De jacht op de witte Alba-truffel, een van de duurste culinaire ingrediënten die we kennen, leidde tot een documentaire over de levenslust van Italiaanse mannen en uitstervende tradities. Regisseurs Michael Dweck en Gregory Kershaw vertellen erover alsof ze op een sprookje zijn gestuit.

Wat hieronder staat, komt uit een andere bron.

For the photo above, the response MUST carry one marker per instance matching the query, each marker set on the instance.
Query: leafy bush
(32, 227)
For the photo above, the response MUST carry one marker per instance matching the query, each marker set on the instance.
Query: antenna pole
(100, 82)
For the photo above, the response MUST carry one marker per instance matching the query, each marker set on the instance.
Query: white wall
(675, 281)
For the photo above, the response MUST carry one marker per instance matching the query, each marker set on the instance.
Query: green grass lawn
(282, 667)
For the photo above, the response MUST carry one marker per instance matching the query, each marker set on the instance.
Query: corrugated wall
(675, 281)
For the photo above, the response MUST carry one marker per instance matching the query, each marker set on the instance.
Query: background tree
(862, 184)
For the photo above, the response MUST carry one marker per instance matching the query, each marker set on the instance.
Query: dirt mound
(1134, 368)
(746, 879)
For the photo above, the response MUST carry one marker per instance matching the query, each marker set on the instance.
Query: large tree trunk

Na hun laatste gezamenlijke film, The Last Race, waren de Amerikaanse filmmakers Michael Dweck en Gregory Kershaw toe aan vakantie. Aan die documentaire werkten ze zo’n vijf jaar, Dweck als regisseur en Kershaw als camerman; alleen al het montageproces nam anderhalf jaar in beslag. Op zoek naar de hoognodige rust kwamen ze, apart van elkaar en zonder vooropgezet plan, allebei terecht in dezelfde streek in Italië: Piëmont. Dweck: “In Europa zit iedereen in augustus aan het strand, dus ik denk dat we allebei intuïtief dachten: laten we naar het tegenovergestelde van het strand gaan.”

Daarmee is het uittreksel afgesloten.